43. Let the distance between lines be $$1$$ unit. For squares with side $$1$$ unit: Along the $$m$$ horizontal lines $$m - 1$$ squares can be formed and along the $$n$$ vertical lines $$n - 1$$ sqaures can be formed. Thus, total no. of such squares $$= (m - 1)(n - 1)$$

For squares with side $$2$$ unit: Along the $$m$$ horizontal lines $$m - 2$$ squares can be formed and along the $$n$$ vertical lines $$n - 2$$ sqaures can be formed. Thus, total no. of such squares $$= (m - 2)(n - 2)$$

Since $$m < n,$$ total no. of squares $$= \sum_{i = 1}^{m - 1}(m - i)(n - i)$$

$$= \sum_{i = 1}^{m - 1}(mn - (m + n)i - i^2)$$

This gives us our desired answer.

44. The set of lines given are parallel. The two sets are perpendicular to each other as we know from co-ordinate geometry. Thus, following from previous exercise we arrive at the same answer.

45. Total no. of ways of dividing $$3n$$ elements in three groups which contain equal no. of elements $$= \frac{2n!}{6(n!)^3}$$

46. No. of ways in which $$50$$ different things can be divided in $$5$$ sets three of them having $$12$$ things and two of them having $$7$$ things each $$= \frac{50!}{(12!)^3(7!)^23!2!}$$

47. This problem is same as previous.

48. $$\frac{n!}{a!b!\ldots k!}$$ is no. of ways of dividing $$n$$ different things in groups of $$a, b, \ldots, k$$ things.

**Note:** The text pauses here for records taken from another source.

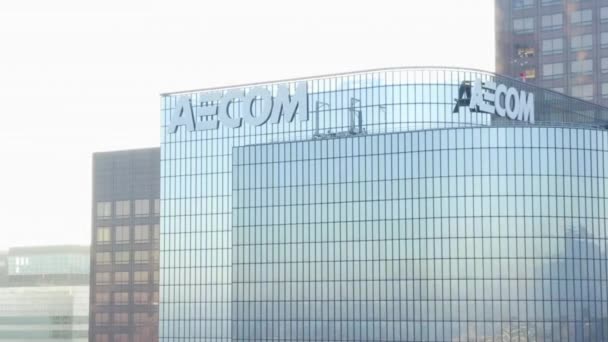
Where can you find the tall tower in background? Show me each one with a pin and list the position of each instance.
(125, 246)
(557, 44)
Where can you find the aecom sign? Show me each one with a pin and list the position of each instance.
(216, 108)
(496, 98)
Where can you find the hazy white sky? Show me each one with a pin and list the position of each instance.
(83, 76)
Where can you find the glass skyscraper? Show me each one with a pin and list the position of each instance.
(396, 211)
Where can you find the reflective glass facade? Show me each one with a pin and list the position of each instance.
(202, 272)
(438, 235)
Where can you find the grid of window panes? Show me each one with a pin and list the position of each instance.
(196, 172)
(467, 234)
(125, 246)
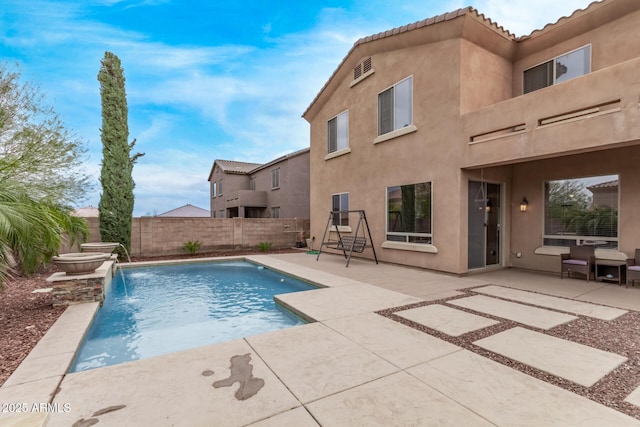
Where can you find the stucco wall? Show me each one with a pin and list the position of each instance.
(467, 82)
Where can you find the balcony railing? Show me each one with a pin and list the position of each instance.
(588, 113)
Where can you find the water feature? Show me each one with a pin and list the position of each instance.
(162, 309)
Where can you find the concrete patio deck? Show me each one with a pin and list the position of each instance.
(350, 367)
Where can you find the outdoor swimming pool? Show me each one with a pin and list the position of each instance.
(159, 310)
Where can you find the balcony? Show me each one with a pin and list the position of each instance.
(246, 198)
(597, 111)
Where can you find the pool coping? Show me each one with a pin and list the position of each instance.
(40, 374)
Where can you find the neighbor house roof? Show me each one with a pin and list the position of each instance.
(186, 211)
(243, 168)
(281, 159)
(602, 185)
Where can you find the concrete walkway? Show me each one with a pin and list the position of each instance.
(350, 366)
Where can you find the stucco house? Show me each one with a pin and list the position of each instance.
(470, 148)
(186, 211)
(277, 189)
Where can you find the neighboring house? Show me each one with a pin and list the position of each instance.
(186, 211)
(277, 189)
(463, 142)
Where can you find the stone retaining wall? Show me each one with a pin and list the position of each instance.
(70, 289)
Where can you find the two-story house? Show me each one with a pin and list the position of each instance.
(470, 148)
(277, 189)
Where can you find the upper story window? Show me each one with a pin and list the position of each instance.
(409, 213)
(339, 205)
(395, 107)
(581, 211)
(559, 69)
(338, 132)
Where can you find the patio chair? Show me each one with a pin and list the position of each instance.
(633, 269)
(580, 259)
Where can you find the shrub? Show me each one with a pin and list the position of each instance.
(264, 246)
(191, 247)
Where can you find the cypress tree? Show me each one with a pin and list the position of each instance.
(116, 201)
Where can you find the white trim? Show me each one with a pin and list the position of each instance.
(606, 254)
(395, 134)
(413, 247)
(553, 61)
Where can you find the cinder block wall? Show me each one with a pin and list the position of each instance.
(153, 236)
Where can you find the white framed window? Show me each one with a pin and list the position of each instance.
(409, 213)
(340, 204)
(581, 211)
(338, 132)
(395, 107)
(557, 70)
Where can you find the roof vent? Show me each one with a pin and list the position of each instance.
(362, 70)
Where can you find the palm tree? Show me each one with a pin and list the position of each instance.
(31, 231)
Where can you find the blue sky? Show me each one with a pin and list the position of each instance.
(206, 79)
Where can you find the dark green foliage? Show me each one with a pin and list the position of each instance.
(40, 175)
(116, 201)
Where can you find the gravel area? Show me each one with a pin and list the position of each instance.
(620, 336)
(25, 316)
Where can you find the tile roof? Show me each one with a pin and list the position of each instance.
(470, 11)
(231, 166)
(608, 184)
(244, 168)
(187, 210)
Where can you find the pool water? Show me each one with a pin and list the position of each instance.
(159, 310)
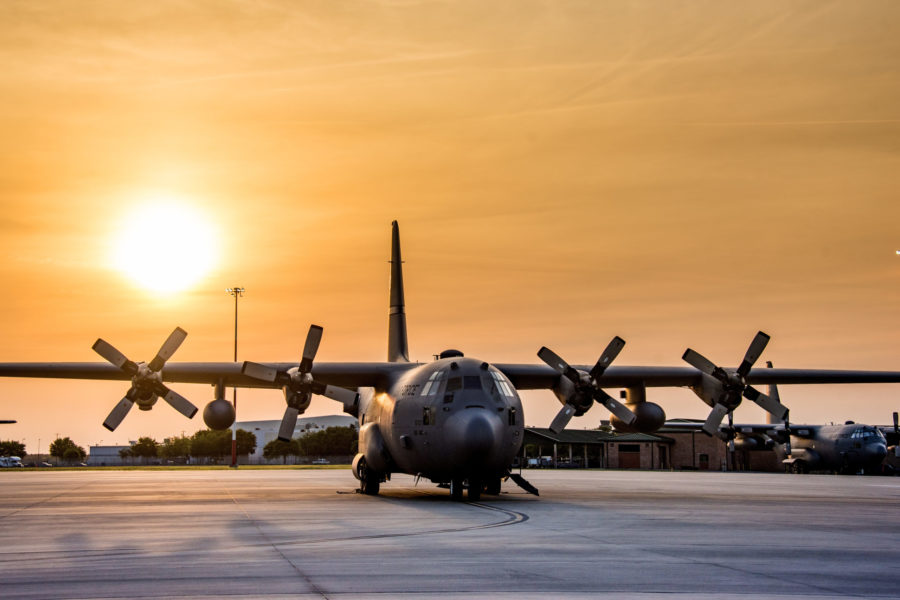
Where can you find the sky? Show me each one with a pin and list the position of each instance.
(679, 173)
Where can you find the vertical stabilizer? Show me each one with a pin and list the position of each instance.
(398, 349)
(774, 395)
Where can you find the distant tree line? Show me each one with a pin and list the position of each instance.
(12, 448)
(207, 445)
(67, 451)
(332, 441)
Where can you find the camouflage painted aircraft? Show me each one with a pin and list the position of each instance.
(458, 420)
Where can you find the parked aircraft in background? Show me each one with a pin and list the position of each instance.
(845, 448)
(458, 420)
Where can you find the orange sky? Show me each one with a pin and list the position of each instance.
(677, 173)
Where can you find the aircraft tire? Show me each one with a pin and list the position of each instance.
(370, 486)
(456, 489)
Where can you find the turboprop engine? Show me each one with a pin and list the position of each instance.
(649, 417)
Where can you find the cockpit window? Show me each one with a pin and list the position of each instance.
(861, 433)
(453, 384)
(472, 382)
(501, 384)
(433, 383)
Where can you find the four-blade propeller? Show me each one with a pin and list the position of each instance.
(731, 385)
(146, 381)
(587, 388)
(298, 384)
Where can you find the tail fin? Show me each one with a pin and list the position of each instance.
(398, 348)
(773, 394)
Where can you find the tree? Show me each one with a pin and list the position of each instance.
(214, 445)
(59, 447)
(210, 444)
(145, 448)
(176, 448)
(12, 448)
(246, 442)
(340, 441)
(278, 448)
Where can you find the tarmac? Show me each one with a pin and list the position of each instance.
(306, 534)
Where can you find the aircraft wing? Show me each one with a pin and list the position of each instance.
(343, 374)
(532, 377)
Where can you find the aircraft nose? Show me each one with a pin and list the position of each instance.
(876, 451)
(474, 434)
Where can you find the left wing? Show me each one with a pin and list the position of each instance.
(534, 377)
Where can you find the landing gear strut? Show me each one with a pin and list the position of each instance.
(369, 481)
(474, 490)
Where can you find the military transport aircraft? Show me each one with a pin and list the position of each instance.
(458, 420)
(846, 448)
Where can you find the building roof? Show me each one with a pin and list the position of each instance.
(593, 436)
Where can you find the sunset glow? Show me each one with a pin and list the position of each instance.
(165, 246)
(681, 174)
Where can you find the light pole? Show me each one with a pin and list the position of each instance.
(237, 292)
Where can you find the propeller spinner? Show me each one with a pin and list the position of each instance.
(298, 384)
(586, 385)
(731, 385)
(146, 380)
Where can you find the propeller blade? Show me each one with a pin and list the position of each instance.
(787, 429)
(700, 362)
(258, 371)
(611, 352)
(767, 403)
(756, 347)
(313, 338)
(562, 418)
(558, 364)
(167, 349)
(731, 432)
(714, 420)
(106, 350)
(288, 423)
(615, 407)
(346, 397)
(118, 413)
(179, 403)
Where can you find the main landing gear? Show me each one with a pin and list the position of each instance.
(475, 487)
(369, 480)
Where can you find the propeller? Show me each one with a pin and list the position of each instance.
(298, 384)
(586, 385)
(732, 384)
(146, 381)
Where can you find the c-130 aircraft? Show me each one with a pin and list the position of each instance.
(458, 420)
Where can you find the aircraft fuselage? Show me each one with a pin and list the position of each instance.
(453, 419)
(848, 448)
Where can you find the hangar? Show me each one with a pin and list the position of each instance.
(595, 449)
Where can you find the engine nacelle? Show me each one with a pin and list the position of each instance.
(650, 417)
(218, 414)
(743, 442)
(565, 392)
(371, 445)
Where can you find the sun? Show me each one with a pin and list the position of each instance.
(165, 245)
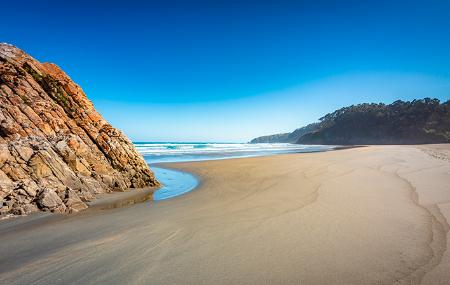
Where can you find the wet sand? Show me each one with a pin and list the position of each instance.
(372, 215)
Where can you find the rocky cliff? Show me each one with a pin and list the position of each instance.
(56, 150)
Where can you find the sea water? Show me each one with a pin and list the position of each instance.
(157, 152)
(176, 182)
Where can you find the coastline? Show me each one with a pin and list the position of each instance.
(376, 214)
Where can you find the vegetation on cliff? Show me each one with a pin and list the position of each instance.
(412, 122)
(286, 137)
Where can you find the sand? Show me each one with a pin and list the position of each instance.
(372, 215)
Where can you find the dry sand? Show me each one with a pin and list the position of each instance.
(373, 215)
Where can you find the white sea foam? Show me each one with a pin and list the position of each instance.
(172, 152)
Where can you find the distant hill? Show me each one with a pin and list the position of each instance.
(411, 122)
(414, 122)
(286, 137)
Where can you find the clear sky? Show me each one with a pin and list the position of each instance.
(234, 70)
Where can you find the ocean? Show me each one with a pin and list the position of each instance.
(157, 152)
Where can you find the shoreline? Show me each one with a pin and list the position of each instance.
(376, 214)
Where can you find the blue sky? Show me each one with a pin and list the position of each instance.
(233, 70)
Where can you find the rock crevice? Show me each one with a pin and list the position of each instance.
(56, 150)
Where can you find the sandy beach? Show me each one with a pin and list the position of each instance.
(370, 215)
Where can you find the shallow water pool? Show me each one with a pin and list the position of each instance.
(174, 182)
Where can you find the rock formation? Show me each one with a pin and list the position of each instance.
(56, 151)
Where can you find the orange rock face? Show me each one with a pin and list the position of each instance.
(56, 151)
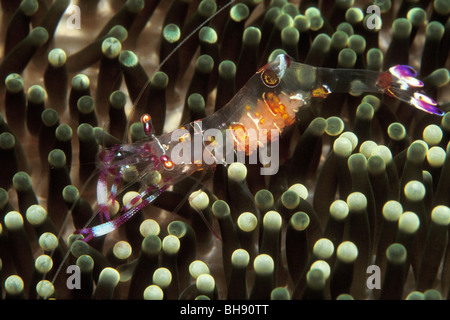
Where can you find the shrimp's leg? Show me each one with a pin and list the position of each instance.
(130, 211)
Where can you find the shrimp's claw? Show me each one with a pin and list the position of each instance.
(87, 234)
(405, 86)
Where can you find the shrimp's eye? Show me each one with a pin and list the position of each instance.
(270, 78)
(146, 121)
(168, 165)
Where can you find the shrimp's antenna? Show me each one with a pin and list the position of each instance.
(138, 98)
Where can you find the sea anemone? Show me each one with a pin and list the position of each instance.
(359, 208)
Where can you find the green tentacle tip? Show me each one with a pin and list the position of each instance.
(272, 221)
(85, 132)
(111, 47)
(220, 209)
(263, 264)
(57, 158)
(204, 63)
(135, 5)
(299, 221)
(396, 253)
(177, 228)
(153, 292)
(402, 27)
(86, 104)
(128, 58)
(48, 241)
(172, 33)
(57, 57)
(347, 252)
(247, 222)
(442, 7)
(14, 83)
(118, 99)
(354, 15)
(239, 12)
(227, 69)
(251, 36)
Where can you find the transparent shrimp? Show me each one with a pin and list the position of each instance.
(268, 103)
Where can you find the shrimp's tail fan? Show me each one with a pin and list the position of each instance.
(401, 82)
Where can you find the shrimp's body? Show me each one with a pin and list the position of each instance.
(268, 103)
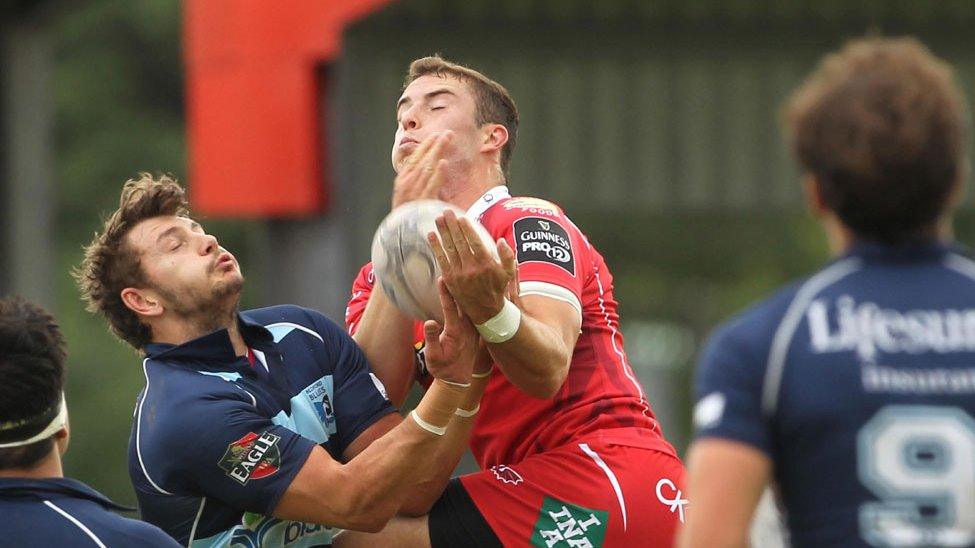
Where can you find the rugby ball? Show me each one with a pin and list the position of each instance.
(403, 262)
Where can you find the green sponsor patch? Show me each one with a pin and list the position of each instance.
(563, 524)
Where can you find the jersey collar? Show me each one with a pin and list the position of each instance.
(47, 487)
(487, 200)
(214, 349)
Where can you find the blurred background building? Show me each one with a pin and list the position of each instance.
(653, 123)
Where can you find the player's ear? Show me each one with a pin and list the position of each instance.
(143, 302)
(495, 137)
(814, 196)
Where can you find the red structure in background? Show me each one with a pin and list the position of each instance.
(254, 102)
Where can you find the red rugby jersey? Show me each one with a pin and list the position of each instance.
(601, 395)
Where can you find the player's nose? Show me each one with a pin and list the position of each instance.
(410, 120)
(209, 244)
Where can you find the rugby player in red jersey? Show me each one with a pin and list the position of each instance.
(571, 454)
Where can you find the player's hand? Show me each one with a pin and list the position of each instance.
(477, 281)
(422, 174)
(452, 348)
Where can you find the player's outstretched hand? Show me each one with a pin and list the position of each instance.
(452, 348)
(477, 281)
(422, 174)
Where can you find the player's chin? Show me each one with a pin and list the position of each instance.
(232, 283)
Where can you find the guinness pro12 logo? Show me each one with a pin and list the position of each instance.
(252, 457)
(543, 240)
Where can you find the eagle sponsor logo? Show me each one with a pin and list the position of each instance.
(252, 457)
(542, 240)
(505, 474)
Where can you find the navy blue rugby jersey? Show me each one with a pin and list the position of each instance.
(216, 440)
(65, 512)
(859, 384)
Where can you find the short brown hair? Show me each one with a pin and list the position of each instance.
(110, 265)
(494, 103)
(32, 356)
(882, 126)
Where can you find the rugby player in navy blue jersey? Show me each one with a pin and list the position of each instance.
(852, 391)
(263, 427)
(38, 505)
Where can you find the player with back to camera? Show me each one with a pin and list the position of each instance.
(571, 454)
(261, 427)
(38, 505)
(853, 390)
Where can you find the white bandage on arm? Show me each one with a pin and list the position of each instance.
(502, 326)
(438, 430)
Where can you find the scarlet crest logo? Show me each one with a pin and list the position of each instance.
(506, 474)
(252, 457)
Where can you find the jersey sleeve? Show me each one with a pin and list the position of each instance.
(728, 392)
(361, 290)
(360, 397)
(549, 249)
(223, 447)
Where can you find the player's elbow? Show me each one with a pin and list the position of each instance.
(545, 385)
(416, 508)
(367, 517)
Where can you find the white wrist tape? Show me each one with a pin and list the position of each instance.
(438, 430)
(484, 375)
(503, 326)
(457, 384)
(467, 413)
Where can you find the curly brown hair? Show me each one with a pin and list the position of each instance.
(494, 104)
(110, 264)
(882, 127)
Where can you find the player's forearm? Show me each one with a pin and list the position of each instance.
(536, 359)
(385, 335)
(429, 489)
(387, 471)
(366, 492)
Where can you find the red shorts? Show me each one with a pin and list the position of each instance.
(593, 493)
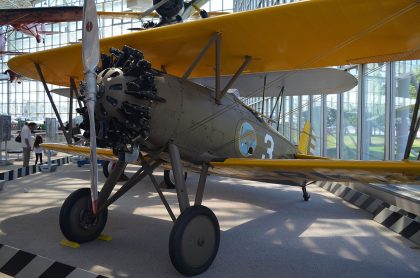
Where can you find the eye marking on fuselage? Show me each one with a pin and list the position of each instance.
(247, 139)
(268, 139)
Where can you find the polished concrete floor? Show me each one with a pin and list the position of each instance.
(267, 230)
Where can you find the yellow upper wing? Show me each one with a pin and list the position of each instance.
(297, 171)
(306, 34)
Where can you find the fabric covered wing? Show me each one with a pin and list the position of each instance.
(298, 82)
(297, 171)
(301, 35)
(104, 154)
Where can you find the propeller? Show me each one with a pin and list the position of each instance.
(90, 53)
(153, 8)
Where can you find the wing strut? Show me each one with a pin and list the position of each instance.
(415, 124)
(74, 88)
(216, 39)
(41, 76)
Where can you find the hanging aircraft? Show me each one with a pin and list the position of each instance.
(142, 106)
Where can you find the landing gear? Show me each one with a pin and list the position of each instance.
(306, 195)
(77, 221)
(108, 166)
(194, 240)
(195, 236)
(169, 179)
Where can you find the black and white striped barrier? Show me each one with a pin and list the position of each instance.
(18, 263)
(25, 171)
(392, 217)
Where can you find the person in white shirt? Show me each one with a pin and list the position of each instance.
(38, 149)
(26, 141)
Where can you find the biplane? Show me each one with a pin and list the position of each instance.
(31, 21)
(142, 106)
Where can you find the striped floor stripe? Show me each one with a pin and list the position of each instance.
(392, 217)
(21, 264)
(25, 171)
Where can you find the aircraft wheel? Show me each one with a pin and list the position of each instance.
(77, 223)
(169, 179)
(194, 240)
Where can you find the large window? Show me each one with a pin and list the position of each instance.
(374, 116)
(406, 83)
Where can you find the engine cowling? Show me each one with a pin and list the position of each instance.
(125, 95)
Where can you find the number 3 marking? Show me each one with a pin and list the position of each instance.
(270, 147)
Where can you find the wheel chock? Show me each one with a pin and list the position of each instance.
(105, 237)
(68, 243)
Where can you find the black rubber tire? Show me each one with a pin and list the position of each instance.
(168, 180)
(76, 224)
(194, 240)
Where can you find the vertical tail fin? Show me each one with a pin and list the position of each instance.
(305, 145)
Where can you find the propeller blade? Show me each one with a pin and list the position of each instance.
(90, 51)
(90, 36)
(153, 8)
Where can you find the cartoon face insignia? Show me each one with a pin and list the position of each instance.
(247, 139)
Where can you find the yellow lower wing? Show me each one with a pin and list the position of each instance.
(103, 154)
(307, 34)
(298, 171)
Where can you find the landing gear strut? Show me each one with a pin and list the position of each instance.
(195, 236)
(77, 221)
(306, 195)
(169, 179)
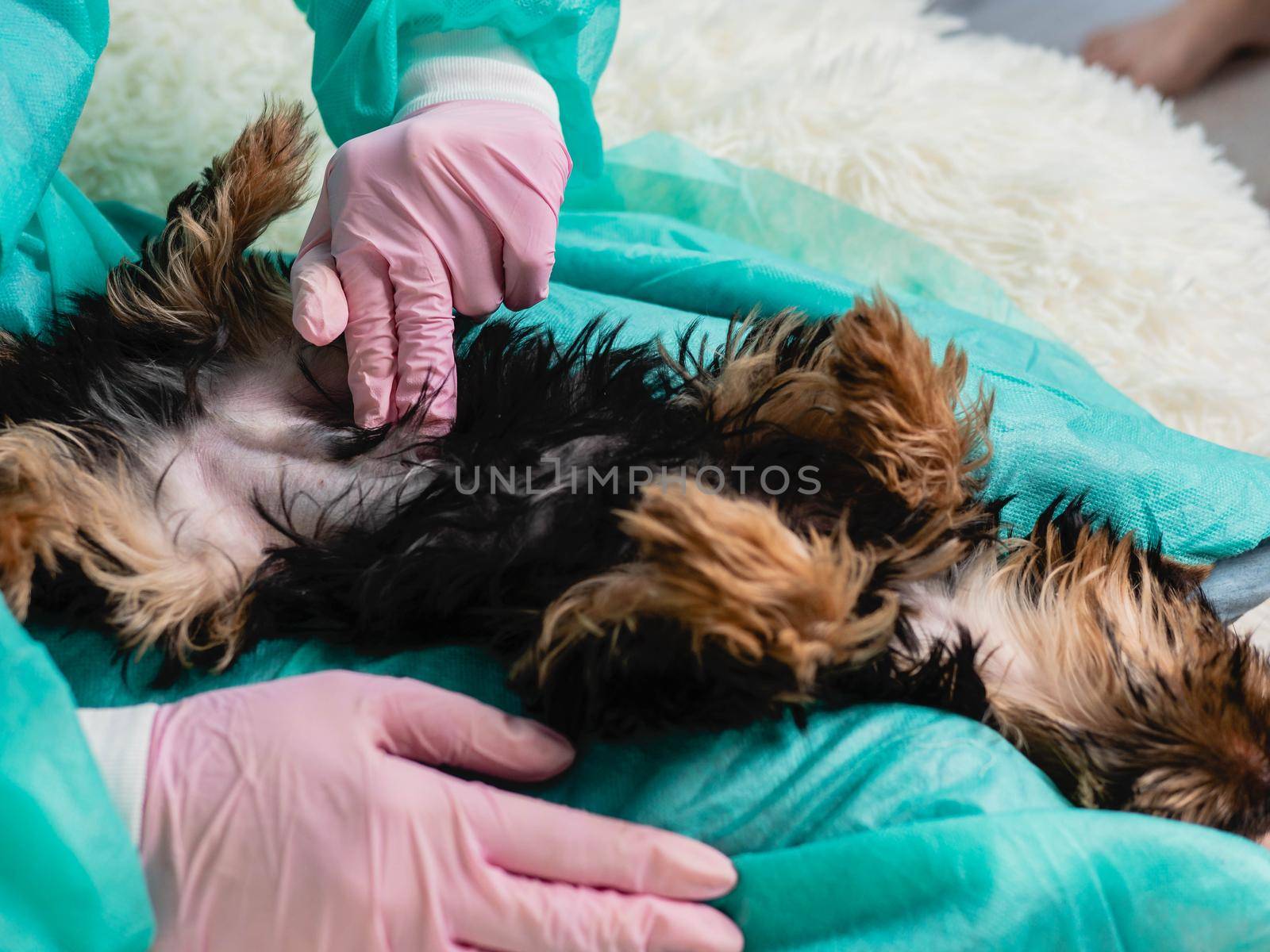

49. $$\frac{(ab)!}{a!(b!)^a}$$ is no. of ways of distributing $$ab$$ different things in $$a$$ groups of $$b$$ things each. Thus, it is an integer.

50. $$\frac{(n^2)!}{(n!)^{n + 1}}$$ can be rewritten as $$\frac{(n^2)!}{n!(n!)^{n}}$$ which is distributing $$n^2$$ different things into $$n$$ groups each containing $$n$$ things.